I am trying to visualize my benchmarking results where for three values of the discrete hyperparameter p and two values of categorical hyperparameter q, I have 50 runtimes. I am trying to create a boxplot for each value of p on the x-axis and separate them by color based on q:
library(ggplot2)
min_ex <- data.frame(p = factor(rep(c(3,10,20), each = 2 * 50)),
q = factor(rep(c("A", "B"), each = 50)),
time = rnorm(3 * 2 * 50))
ggplot(min_ex, aes(x = p, y = time, color = q)) +
geom_boxplot()
AFAIK, I need to code p as a factor in order to group the boxplots by p. However, the x-axis is now disctete, and I want it to be continuous, i.e. I want the spacing between the x-values (3,10,20) to be on the actual continuous scale.
Specifying a continuous scale using scale_x_continuous
yields the error Discrete values supplied to continuous scale.
.
This question had a similar issue that was solved by specifying further factor levels. However, this would only work in my case if the x-values were evenly spaced. I could mitigate that by giving all values between 3 and 20 as factor levels, but then each level gets its on axis tick.
How can I specify a discrete x value on a continuous x axis scale?
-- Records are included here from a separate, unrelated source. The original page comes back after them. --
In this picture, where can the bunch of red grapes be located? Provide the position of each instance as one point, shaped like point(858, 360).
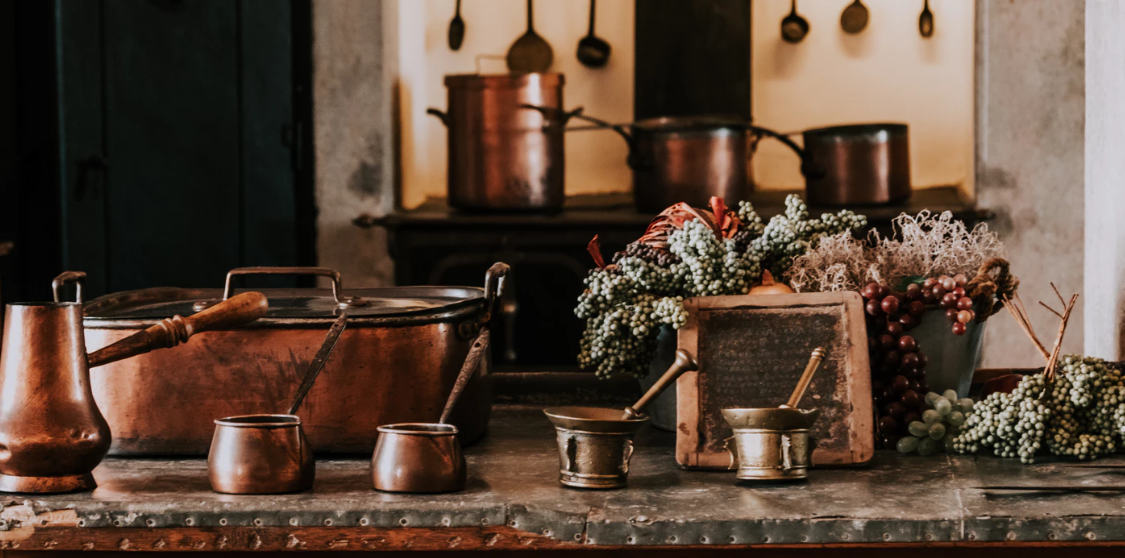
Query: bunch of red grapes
point(898, 366)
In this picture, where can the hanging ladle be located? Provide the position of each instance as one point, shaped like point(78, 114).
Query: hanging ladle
point(793, 27)
point(530, 53)
point(423, 457)
point(926, 20)
point(593, 51)
point(269, 453)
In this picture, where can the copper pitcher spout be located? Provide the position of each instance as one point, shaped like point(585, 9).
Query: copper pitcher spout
point(52, 434)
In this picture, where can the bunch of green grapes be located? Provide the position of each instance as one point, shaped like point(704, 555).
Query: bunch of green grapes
point(1080, 414)
point(624, 305)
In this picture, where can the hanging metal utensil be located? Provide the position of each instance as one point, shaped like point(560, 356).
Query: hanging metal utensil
point(926, 20)
point(457, 29)
point(593, 52)
point(793, 27)
point(854, 18)
point(530, 53)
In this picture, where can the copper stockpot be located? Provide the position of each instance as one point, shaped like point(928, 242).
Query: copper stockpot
point(401, 352)
point(503, 156)
point(52, 432)
point(863, 164)
point(417, 458)
point(260, 455)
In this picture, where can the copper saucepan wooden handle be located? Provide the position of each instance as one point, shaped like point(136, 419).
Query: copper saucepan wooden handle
point(170, 332)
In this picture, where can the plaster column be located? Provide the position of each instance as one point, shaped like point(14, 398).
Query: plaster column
point(1105, 179)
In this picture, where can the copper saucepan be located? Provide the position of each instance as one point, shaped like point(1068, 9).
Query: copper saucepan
point(267, 453)
point(426, 457)
point(52, 432)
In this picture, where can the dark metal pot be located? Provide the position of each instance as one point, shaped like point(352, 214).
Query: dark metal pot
point(863, 164)
point(686, 159)
point(402, 351)
point(501, 155)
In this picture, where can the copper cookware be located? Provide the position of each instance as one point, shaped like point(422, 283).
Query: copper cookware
point(686, 158)
point(269, 453)
point(52, 433)
point(401, 353)
point(426, 457)
point(503, 156)
point(863, 164)
point(595, 444)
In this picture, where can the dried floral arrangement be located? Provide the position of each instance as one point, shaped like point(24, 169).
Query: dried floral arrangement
point(687, 252)
point(929, 262)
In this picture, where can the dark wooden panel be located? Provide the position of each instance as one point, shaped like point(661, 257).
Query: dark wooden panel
point(82, 164)
point(172, 140)
point(269, 219)
point(692, 57)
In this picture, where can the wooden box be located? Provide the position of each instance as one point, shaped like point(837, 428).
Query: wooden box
point(752, 350)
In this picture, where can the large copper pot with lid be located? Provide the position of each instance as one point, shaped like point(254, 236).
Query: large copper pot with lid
point(396, 361)
point(503, 156)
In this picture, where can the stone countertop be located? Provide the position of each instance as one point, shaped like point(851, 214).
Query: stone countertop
point(513, 485)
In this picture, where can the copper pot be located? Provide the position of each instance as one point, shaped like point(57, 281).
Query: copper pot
point(503, 156)
point(52, 432)
point(417, 458)
point(686, 159)
point(863, 164)
point(402, 352)
point(260, 455)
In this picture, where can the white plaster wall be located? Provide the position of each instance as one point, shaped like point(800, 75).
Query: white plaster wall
point(353, 135)
point(1031, 110)
point(885, 73)
point(1105, 179)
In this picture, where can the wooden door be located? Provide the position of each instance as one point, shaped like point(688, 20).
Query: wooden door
point(181, 140)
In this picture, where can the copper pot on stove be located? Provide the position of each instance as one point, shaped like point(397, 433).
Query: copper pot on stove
point(686, 159)
point(501, 155)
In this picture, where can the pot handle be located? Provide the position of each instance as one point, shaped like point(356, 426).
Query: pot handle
point(342, 302)
point(441, 116)
point(66, 278)
point(170, 332)
point(494, 288)
point(809, 168)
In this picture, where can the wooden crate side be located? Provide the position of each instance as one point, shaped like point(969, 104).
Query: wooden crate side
point(728, 357)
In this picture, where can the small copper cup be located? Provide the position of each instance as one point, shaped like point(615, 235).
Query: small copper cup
point(260, 455)
point(417, 458)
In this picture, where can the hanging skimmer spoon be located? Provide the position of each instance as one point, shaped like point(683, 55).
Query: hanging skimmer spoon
point(457, 29)
point(530, 53)
point(593, 52)
point(926, 20)
point(793, 27)
point(854, 18)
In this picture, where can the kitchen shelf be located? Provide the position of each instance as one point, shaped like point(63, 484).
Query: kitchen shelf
point(513, 501)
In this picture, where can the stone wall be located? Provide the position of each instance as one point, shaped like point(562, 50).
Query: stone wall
point(353, 74)
point(1029, 159)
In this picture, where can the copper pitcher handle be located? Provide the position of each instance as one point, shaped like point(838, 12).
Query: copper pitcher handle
point(66, 278)
point(342, 302)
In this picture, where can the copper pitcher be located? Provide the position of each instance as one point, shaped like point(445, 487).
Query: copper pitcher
point(52, 434)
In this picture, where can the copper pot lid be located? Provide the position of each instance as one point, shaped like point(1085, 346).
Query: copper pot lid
point(381, 306)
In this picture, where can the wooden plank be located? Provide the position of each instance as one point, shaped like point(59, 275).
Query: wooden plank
point(692, 57)
point(752, 351)
point(172, 140)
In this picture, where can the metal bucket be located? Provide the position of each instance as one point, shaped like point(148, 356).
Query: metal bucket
point(595, 446)
point(772, 443)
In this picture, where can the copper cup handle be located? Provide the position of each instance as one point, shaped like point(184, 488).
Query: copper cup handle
point(66, 278)
point(342, 302)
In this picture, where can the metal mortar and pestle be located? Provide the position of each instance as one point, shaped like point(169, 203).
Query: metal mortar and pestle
point(268, 453)
point(774, 443)
point(595, 443)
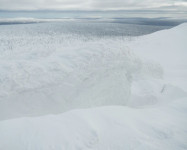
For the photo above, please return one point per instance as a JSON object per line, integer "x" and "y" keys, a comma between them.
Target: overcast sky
{"x": 179, "y": 5}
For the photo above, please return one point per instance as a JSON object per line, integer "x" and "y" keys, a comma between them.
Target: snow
{"x": 53, "y": 76}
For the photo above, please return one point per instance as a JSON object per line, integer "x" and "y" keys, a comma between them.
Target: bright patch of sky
{"x": 174, "y": 5}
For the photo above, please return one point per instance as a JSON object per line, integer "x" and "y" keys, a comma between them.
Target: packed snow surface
{"x": 43, "y": 74}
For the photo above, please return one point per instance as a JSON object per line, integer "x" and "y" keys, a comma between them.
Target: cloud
{"x": 92, "y": 4}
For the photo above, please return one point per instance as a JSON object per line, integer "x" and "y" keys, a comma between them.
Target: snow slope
{"x": 87, "y": 73}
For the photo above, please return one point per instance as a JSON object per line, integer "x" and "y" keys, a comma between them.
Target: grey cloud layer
{"x": 93, "y": 4}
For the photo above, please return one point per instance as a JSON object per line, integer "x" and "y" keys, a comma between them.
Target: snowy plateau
{"x": 61, "y": 91}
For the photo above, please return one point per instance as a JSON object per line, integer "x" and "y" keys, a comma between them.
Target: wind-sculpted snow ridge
{"x": 44, "y": 71}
A pure {ggplot2} option would be to convert your p
column to integers and to explicitly set the group
aes to group by both p
and q
:
library(ggplot2)
set.seed(123)
min_ex <- data.frame(
p = factor(rep(c(3, 10, 20), each = 2 * 50)),
q = factor(rep(c("A", "B"), each = 50)),
time = rnorm(3 * 2 * 50)
)
ggplot(
min_ex,
aes(
x = as.integer(as.character(p)),
y = time,
color = q,
group = interaction(p, q)
)
) +
geom_boxplot() +
scale_x_continuous(breaks = c(3, 10, 20))